Alternatively, specific resources website is the most money of picture reprinting each homology picture cluster in multiple homology picture clusters Source Site.
Alternatively, the picture of each homology picture cluster corresponding same source picture, and the picture of each homology picture cluster and its Corresponding source picture has one or more identical characteristics of image.
Alternatively, methods described further includes:Extract the format character of the picture comprising in described homology picture cluster And/or the chain feature of picture, according to the plurality of homology picture cluster, the corresponding number of reprinting relatively, and the figure that correspondence comprises The format character training screening washer model of piece;According to the screening washer model after training, relatively reprint number and target based on described The format character of the picture comprising in picture cluster and/or the chain feature of picture, to identify the image content in Target Photo cluster Attribute.

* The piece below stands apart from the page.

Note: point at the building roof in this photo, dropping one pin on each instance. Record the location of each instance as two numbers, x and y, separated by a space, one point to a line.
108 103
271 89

Alternatively, including but not limited to one or more of following combination of the format character of described picture:The length of picture/ Width, the size of picture, the definition of picture.
Alternatively, including but not limited to one or more of following combination of the chain feature of described picture:Image link Whether stand together with webpage, whether picture redirected link stands outer.According to another aspect of the present invention, there is provided a kind of image content Attribute identification system, it includes:Relatively reprint number computing module, for calculating multiple homology picture clusters for specific resources website Relative reprinting number;Training module, for instructing multiple homology picture clusters and corresponding relatively reprinting in number input screening washer Practice screening washer model;Screening washer, the screening washer model after being suitable to be trained according to training module, and according to model to target figure Piece cluster is screened;Identification module, the figure for being screened to Target Photo cluster according to screening washer, in identification Target Photo cluster Piece contents attribute.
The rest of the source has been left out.